One other anecdote before I move on. When I was in college, oh several hundred years ago, I remember getting all worried about who Ronald RayGun would appoint. My liberal buddies and I spared no emotional expense lamenting the certain fall of civilization. I don't remember clearly, but I think some tears may have been shed during a candle-light vigil or something similar. (Nobody knows the trouble I seen!) Years later, it is with great irony that I notice that Reagan's appointee – Sandra Day O'Connor – was admired by liberals, while they simultaneously worried who Bush would appoint in her place! You cannot make this stuff up.
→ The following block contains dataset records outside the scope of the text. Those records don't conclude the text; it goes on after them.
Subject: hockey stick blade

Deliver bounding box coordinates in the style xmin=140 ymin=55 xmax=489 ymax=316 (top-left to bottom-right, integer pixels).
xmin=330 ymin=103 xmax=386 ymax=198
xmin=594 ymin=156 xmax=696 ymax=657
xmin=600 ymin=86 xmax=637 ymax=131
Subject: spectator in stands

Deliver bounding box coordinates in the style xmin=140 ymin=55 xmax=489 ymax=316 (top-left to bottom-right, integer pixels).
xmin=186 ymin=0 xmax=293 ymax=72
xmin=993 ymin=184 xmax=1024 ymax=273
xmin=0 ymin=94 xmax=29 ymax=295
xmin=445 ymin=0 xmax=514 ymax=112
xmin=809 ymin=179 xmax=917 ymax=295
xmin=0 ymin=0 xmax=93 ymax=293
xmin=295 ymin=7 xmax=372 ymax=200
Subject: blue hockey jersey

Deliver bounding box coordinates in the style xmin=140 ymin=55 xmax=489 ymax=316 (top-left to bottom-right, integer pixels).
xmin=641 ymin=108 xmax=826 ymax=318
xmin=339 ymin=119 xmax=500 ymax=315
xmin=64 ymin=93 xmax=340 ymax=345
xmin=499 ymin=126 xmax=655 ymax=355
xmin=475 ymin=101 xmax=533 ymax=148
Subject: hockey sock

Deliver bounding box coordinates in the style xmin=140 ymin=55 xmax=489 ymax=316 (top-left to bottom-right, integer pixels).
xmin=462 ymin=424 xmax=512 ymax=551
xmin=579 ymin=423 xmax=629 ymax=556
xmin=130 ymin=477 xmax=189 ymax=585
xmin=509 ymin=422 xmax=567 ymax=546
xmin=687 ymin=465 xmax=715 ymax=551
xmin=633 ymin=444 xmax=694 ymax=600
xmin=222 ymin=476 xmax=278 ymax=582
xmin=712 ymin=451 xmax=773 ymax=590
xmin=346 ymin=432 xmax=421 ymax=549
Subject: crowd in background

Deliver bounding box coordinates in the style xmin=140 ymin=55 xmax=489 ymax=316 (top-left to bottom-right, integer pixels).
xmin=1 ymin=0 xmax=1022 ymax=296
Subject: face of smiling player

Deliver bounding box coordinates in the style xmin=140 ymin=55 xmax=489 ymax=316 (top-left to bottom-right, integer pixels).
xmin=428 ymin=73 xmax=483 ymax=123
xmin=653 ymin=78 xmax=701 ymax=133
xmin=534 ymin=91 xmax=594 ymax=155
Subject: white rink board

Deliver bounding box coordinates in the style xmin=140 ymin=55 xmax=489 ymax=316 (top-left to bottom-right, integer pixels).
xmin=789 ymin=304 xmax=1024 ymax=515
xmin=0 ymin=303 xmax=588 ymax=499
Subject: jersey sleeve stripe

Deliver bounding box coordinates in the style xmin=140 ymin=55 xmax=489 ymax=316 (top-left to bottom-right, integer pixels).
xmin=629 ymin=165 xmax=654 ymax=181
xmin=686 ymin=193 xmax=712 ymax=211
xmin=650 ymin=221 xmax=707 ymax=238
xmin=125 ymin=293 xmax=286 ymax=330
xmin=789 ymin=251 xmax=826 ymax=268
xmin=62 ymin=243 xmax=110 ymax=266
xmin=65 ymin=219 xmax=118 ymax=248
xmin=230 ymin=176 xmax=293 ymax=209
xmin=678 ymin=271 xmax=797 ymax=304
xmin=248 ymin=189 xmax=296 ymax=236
Why I Don't Care If Bush (Or Anyone Else) Gets Impeached

Impeachments are all about the show. They can only be about the show, since politics is only about the show. Did Clinton really get impeached for lying about what he did with Monica Lewinsky? Stop laughing. That's a serious question. Really, was that it? (I am rather disappointed that Monica's HBO show didn't last though.) Did somebody spend $50 million investigating the Slick One only to come up with his tendency to step out on his wife? I figure there were at least three or four blind gas station attendants back in Arkansas who could have named names and offered expert testimony if that was the objective.
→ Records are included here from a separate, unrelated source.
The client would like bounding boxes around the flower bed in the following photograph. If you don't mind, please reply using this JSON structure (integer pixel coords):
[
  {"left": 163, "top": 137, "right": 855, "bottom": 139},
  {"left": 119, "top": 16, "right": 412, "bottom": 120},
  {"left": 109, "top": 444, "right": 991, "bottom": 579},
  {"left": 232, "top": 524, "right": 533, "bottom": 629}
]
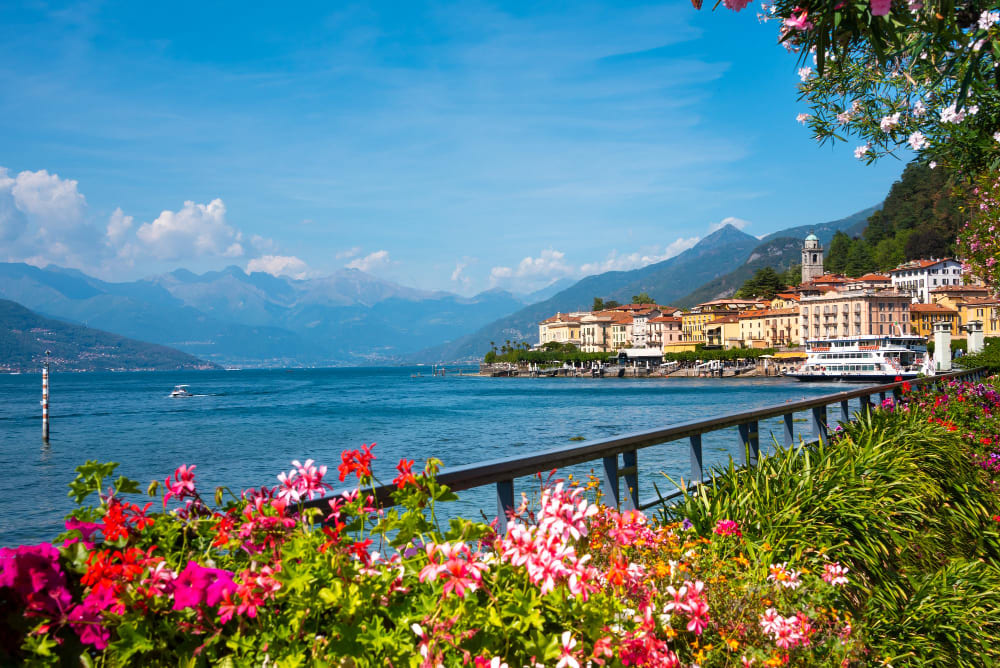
[{"left": 3, "top": 379, "right": 1000, "bottom": 666}]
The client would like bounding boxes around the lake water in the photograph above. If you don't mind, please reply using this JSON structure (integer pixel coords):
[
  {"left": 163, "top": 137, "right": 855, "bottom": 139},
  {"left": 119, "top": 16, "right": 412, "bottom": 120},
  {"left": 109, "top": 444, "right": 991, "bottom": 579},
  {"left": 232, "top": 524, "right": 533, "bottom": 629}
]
[{"left": 0, "top": 367, "right": 859, "bottom": 546}]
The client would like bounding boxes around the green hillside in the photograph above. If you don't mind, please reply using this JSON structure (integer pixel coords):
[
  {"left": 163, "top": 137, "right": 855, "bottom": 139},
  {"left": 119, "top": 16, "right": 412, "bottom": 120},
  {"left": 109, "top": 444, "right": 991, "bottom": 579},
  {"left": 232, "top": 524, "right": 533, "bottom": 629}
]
[{"left": 0, "top": 299, "right": 219, "bottom": 372}]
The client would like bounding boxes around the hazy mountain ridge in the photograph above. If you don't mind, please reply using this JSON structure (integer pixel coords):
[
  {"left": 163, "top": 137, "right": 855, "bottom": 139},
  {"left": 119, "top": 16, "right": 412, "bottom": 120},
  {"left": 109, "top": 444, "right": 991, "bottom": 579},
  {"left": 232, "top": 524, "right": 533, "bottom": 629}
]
[
  {"left": 0, "top": 299, "right": 218, "bottom": 372},
  {"left": 0, "top": 263, "right": 528, "bottom": 366}
]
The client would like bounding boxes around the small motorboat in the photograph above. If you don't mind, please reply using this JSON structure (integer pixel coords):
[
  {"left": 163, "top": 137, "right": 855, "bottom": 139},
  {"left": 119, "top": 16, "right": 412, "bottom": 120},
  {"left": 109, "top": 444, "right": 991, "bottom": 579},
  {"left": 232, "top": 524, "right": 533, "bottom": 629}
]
[{"left": 169, "top": 385, "right": 192, "bottom": 398}]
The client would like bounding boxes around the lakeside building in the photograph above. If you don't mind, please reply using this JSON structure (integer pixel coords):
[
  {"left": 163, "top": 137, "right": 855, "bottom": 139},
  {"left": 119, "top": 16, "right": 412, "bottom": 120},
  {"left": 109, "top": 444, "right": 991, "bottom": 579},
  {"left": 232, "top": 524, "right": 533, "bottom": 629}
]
[
  {"left": 629, "top": 307, "right": 661, "bottom": 348},
  {"left": 704, "top": 315, "right": 742, "bottom": 349},
  {"left": 538, "top": 312, "right": 586, "bottom": 347},
  {"left": 579, "top": 310, "right": 634, "bottom": 352},
  {"left": 647, "top": 315, "right": 683, "bottom": 349},
  {"left": 909, "top": 303, "right": 961, "bottom": 337},
  {"left": 682, "top": 299, "right": 765, "bottom": 343},
  {"left": 889, "top": 258, "right": 965, "bottom": 303},
  {"left": 799, "top": 290, "right": 912, "bottom": 339},
  {"left": 738, "top": 307, "right": 800, "bottom": 348},
  {"left": 958, "top": 298, "right": 1000, "bottom": 337}
]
More importantly, if we impeach Bush now, nearing the end of his presidency, what is the up-shot? Would it allow all to conclude that his presidency was a failure? Not for nothing, but there are about half a million dead Iraqi men, women, and children who are already able testimony to that fact. Would it be to send him on his way in disgrace? I'll never be mistaken for a political analyst, but if watching "Great Moments in Presidential Speeches" on Letterman hasn't already done that, nothing will. No, I don't care. Government doesn't work. It never did. Bush didn't break it. He just raised the smirk to high art while beating good government to within an inch of its miserable life.

Conclusion

There isn't much else left to say. By this point in my career at LRC, it should be pretty clear that I have an awesomely low opinion of the State and all that surrounds it. I'd rather not waste any time getting riled up about any of the lunacy that acts as the dressing to the turkey dinner that is US politics. Which political party is serving the cranberry sauce is simply a detail.

In other news, the NFL season is almost here. Now that's reason to celebrate!